Arctic Grayling Investigation

Project Year: 2016-2017

View Provincial Database Record

Arctic Grayling: S. Rooke

Project Lead

Stamford Environmental

Watershed/Sub-region

Peace Region

Peace

Project Type

Research & Information Acquisition

FWCP Contribution

Action Plan Alignment

Species of Interest Action Plan

Project ID

CO 85734

Fish and Wildlife Compensation Program: Peace Arctic Grayling Investigation

This directed project’s objective is to collect available information on Arctic Grayling status, trends, and their habitat in FWCP’s Peace Region, and explain what knowledge gaps remain before conservation efforts can be planned. The project’s report will also provide future field study scopes of work with a detailed description of desired outcomes, recommended methodology and approximate costs. These studies will be linked back to the identified gaps. The report will also cover past enhancement options explored for Arctic Grayling and their habitat in stream settings, both within the Williston area and beyond. The success and failures of past enhancements and the transferability of lessons learned to future FWCP Peace Region work will be explained. The enhancement work discussion will incorporate this knowledge into prioritization of information gaps that could support promising tools for Grayling conservation. With its data-gathering, conservation and enhancement focus, the proposed studies will specifically address FWCP’s Peace Region objectives and also be a complement to provincial management responsibilities.


Final Report: Executive Summary

FWCP strategic objectives. The FWCP Streams Action Plan (FWCP 2014) identifies two over-arching strategic objectives for the conservation and enhancement of Arctic Grayling and other priority fish species in the upper Peace Basin:

  1. Maintain or improve the conservation status of Arctic Grayling populations.
  2. Maintain or improve the integrity and productivity of Arctic Grayling habitats.

This study was initiated by FWCP to evaluate the existing knowledge base relative to these strategic objectives, and fulfil objective 1b-1 of the Streams Action Plan:

Review existing information (including provincial management plan), summarize status and trends of Arctic Grayling and its habitats, undertake actions that are within the FWCP scope and lead directly to the development of conservation and enhancement actions, and develop a cost effective monitoring program to assess status and trends.

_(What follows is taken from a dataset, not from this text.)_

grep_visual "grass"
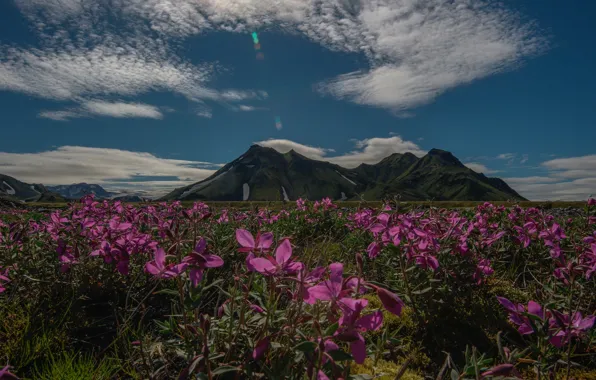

The study has two components to provide guidance to grant seekers wishing to submit Arctic Grayling monitoring projects through the FWCP’s annual intake of grant applications. This report is the first of these components, and presents extensive background information from past studies of Arctic Grayling in the Williston Reservoir watershed, and from the scientific and management literature. The aim of the report is to identify and prioritize knowledge gaps on a watershed-by-watershed basis, to facilitate a quicker transition to on-the-ground conservation and enhancement actions for Arctic Grayling populations. The second component of this study is a more concise companion document, FWCP Arctic Grayling Monitoring Framework for the Williston Reservoir Watershed (Hagen and Stamford 2017), which provides a condensed list of recommended monitoring needs for implementation in the near term.

Priority information categories. Information gathering was prioritized according to those types of data most relevant to the FWCP strategic objectives, which include:

  1. information indicating potential limiting factors for Arctic Grayling populations (e.g. habitat degradation, ecological changes, exploitation),
  2. information about the effectiveness of enhancements for Arctic Grayling populations,
  3. quantitative population data required to assess conservation status and risk (population structure, distribution, abundance, trend, threats), and
  4. geographic information delineating critical habitats (providing habitats for key life history stages and where limiting factors may operate).

In this report, information about conservation status and critical habitats is organized according to conservation units, termed ‘core areas,’ which correspond to the putative i metapopulation structure. Information about limiting factors and enhancements specific for any particular core area in most cases could not be discriminated and are therefore discussed generally for the upper Peace Basin as a whole.